If you are a user of my textbook and would like to suggest a blog post idea, please email me at: john.weeks@sdsu.edu

Wednesday, September 22, 2010

World's Oldest Man Celebrates 114th Birthday

The three oldest people in the world are women, but the fourth oldest person is a man, Walter Breuning of Montana, who just celebrated his 114th birthday. He was born in Minnesota in 1896, grew up in South Dakota, and then moved to Montana when he was 22, working for the Great Northern Railway. A few years later he married, but he and his wife (who died in 1957) never had children. His long life seems less than accidental. It is reported that his paternal grandparents lived into their 90s( and they would had to have been born in the mid-19th century, when life expectancy in the US was in the 40s).

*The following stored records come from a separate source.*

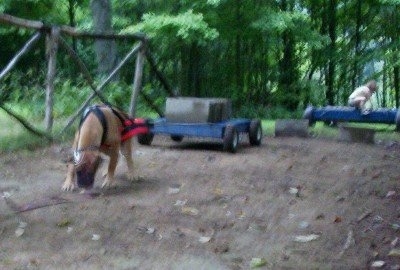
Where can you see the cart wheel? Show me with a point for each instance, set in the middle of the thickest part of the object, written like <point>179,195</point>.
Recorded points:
<point>176,138</point>
<point>255,132</point>
<point>145,139</point>
<point>231,139</point>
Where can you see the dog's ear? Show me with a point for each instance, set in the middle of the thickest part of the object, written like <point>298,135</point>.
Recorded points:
<point>68,159</point>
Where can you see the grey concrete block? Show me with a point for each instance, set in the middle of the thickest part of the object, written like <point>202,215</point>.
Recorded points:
<point>197,110</point>
<point>291,127</point>
<point>356,134</point>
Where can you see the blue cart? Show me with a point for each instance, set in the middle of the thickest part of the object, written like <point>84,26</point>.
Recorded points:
<point>228,131</point>
<point>350,114</point>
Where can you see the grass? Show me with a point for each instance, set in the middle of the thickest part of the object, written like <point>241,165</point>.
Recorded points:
<point>384,132</point>
<point>13,136</point>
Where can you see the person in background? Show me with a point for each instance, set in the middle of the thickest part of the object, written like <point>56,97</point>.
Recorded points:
<point>361,95</point>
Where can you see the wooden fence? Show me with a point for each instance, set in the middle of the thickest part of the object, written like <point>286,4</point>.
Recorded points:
<point>54,40</point>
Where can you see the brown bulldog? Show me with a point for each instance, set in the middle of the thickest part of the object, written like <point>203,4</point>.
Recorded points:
<point>101,130</point>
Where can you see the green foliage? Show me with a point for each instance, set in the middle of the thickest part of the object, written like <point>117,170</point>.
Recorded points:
<point>187,27</point>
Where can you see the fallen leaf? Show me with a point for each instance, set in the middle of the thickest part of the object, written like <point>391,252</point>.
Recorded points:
<point>378,264</point>
<point>390,193</point>
<point>306,238</point>
<point>64,223</point>
<point>257,262</point>
<point>19,232</point>
<point>338,219</point>
<point>204,239</point>
<point>180,202</point>
<point>394,253</point>
<point>190,211</point>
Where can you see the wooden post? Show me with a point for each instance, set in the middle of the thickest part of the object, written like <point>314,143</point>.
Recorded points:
<point>52,47</point>
<point>101,86</point>
<point>24,50</point>
<point>137,81</point>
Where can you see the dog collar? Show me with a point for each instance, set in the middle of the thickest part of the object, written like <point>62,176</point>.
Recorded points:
<point>87,148</point>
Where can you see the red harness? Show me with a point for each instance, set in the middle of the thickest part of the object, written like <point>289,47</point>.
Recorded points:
<point>133,127</point>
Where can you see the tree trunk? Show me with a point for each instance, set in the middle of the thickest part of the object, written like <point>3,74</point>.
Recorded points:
<point>106,50</point>
<point>396,82</point>
<point>357,44</point>
<point>330,92</point>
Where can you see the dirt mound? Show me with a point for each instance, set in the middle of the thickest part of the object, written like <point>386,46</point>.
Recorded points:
<point>289,204</point>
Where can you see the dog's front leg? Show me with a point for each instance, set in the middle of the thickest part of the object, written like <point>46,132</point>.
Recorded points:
<point>109,181</point>
<point>126,150</point>
<point>69,180</point>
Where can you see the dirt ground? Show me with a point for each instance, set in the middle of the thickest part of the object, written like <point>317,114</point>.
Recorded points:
<point>292,203</point>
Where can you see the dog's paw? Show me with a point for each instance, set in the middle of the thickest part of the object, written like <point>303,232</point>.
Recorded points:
<point>107,183</point>
<point>68,186</point>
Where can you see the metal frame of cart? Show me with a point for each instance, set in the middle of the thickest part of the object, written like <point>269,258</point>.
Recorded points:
<point>228,131</point>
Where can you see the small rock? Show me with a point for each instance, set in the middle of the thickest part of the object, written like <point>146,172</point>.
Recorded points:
<point>394,253</point>
<point>257,262</point>
<point>378,264</point>
<point>19,232</point>
<point>204,239</point>
<point>306,238</point>
<point>190,211</point>
<point>390,193</point>
<point>304,225</point>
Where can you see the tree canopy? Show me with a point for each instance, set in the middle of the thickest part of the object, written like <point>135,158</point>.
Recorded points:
<point>261,54</point>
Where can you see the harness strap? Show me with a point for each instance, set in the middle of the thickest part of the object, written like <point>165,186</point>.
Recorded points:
<point>100,115</point>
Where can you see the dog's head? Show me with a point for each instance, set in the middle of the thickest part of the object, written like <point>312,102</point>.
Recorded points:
<point>86,164</point>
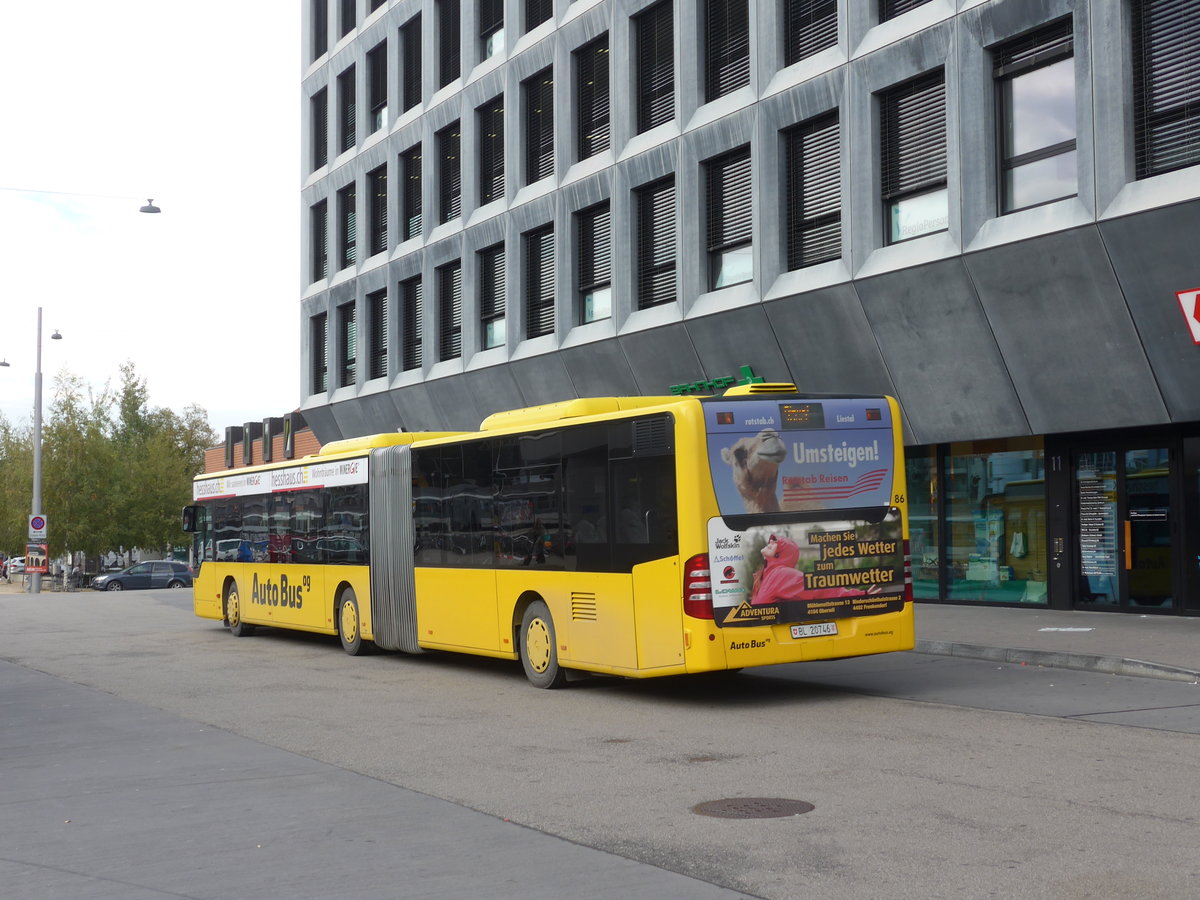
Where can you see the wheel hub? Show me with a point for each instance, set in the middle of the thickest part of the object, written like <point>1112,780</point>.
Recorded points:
<point>538,643</point>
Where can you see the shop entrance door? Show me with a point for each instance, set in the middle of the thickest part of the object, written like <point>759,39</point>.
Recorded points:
<point>1123,547</point>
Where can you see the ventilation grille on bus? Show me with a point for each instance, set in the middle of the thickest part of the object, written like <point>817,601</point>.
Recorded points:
<point>652,437</point>
<point>583,607</point>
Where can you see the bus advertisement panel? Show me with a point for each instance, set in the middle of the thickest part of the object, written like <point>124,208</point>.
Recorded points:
<point>808,529</point>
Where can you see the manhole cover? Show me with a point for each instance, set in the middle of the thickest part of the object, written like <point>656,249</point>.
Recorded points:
<point>753,808</point>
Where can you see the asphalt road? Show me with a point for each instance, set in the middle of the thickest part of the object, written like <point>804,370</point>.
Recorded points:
<point>929,777</point>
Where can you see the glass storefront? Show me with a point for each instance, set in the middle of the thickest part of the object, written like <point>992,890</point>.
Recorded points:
<point>978,521</point>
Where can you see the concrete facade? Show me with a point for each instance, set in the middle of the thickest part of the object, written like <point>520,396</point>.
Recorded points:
<point>1051,319</point>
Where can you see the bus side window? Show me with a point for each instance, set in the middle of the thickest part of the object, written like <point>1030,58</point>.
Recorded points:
<point>643,502</point>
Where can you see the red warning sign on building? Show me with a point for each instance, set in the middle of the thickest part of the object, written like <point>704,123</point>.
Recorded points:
<point>1191,303</point>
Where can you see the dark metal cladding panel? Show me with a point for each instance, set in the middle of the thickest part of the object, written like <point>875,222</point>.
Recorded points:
<point>417,409</point>
<point>393,583</point>
<point>949,376</point>
<point>1155,256</point>
<point>495,390</point>
<point>543,379</point>
<point>455,403</point>
<point>1068,341</point>
<point>323,424</point>
<point>660,358</point>
<point>828,343</point>
<point>599,370</point>
<point>726,341</point>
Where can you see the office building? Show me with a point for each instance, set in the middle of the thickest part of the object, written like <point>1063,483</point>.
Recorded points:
<point>987,208</point>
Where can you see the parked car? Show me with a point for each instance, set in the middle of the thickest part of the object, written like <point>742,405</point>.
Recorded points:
<point>156,574</point>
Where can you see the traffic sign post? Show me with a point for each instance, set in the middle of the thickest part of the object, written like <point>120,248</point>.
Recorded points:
<point>37,558</point>
<point>1189,300</point>
<point>37,529</point>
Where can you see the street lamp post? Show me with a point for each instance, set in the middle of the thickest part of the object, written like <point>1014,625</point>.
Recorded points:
<point>35,585</point>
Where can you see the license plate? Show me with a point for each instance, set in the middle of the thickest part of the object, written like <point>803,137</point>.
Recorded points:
<point>817,629</point>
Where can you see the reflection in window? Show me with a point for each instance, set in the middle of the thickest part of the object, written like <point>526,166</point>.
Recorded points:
<point>913,153</point>
<point>1037,95</point>
<point>995,521</point>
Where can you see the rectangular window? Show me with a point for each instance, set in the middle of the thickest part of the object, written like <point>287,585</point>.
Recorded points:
<point>319,219</point>
<point>595,263</point>
<point>726,47</point>
<point>730,220</point>
<point>377,196</point>
<point>319,28</point>
<point>347,345</point>
<point>377,85</point>
<point>319,352</point>
<point>1036,82</point>
<point>537,12</point>
<point>539,105</point>
<point>539,246</point>
<point>491,295</point>
<point>347,227</point>
<point>809,27</point>
<point>592,87</point>
<point>655,244</point>
<point>411,323</point>
<point>450,311</point>
<point>377,323</point>
<point>450,173</point>
<point>318,111</point>
<point>491,28</point>
<point>912,127</point>
<point>814,192</point>
<point>891,9</point>
<point>1165,85</point>
<point>411,197</point>
<point>449,42</point>
<point>347,112</point>
<point>411,52</point>
<point>491,150</point>
<point>654,40</point>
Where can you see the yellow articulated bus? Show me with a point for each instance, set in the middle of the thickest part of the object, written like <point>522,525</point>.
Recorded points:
<point>633,537</point>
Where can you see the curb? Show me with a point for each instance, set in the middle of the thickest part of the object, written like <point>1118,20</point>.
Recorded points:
<point>1057,659</point>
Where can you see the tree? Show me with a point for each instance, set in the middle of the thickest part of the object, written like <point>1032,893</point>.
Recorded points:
<point>115,469</point>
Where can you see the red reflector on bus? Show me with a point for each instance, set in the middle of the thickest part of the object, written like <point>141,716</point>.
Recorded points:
<point>697,588</point>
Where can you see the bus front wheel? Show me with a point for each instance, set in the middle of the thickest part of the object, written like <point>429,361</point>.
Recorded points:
<point>233,613</point>
<point>349,623</point>
<point>539,648</point>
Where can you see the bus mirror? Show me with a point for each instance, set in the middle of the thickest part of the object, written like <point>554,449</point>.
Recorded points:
<point>191,519</point>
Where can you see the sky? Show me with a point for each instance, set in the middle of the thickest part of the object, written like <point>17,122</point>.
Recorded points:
<point>197,106</point>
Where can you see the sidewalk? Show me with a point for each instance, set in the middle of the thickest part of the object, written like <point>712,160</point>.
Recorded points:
<point>1116,643</point>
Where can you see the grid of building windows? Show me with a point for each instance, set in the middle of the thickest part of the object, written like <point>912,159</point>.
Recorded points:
<point>751,208</point>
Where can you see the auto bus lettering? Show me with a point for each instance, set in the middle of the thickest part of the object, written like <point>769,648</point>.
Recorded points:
<point>751,645</point>
<point>287,593</point>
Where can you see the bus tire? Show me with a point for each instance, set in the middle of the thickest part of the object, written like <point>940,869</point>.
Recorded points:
<point>233,612</point>
<point>349,623</point>
<point>539,648</point>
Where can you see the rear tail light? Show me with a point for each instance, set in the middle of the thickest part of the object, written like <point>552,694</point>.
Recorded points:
<point>697,588</point>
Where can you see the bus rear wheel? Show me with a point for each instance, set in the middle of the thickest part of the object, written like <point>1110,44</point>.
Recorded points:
<point>349,623</point>
<point>233,613</point>
<point>539,648</point>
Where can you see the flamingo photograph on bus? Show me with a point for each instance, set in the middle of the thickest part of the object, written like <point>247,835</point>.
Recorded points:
<point>629,537</point>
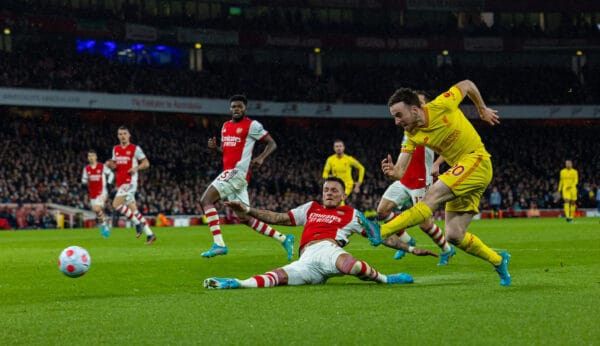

Furthermore, a sibling lived to be 100. 


This is consistent with research results reported recently by Paola Sebastiani of the Boston University School of Public Health:
In pursuit of a long life, expect the dismal prescriptions of clean living: exercise, moderation and a healthy diet. Indeed, such choices may help people exceed average lifespans by up to a decade. But when it comes to the oldest of the old, new research emphasises the biological rather than environmental factors behind longevity, suggesting that distinct genetic characteristics animate most centenarians.
So, remember, for a long life, choose your parents carefully!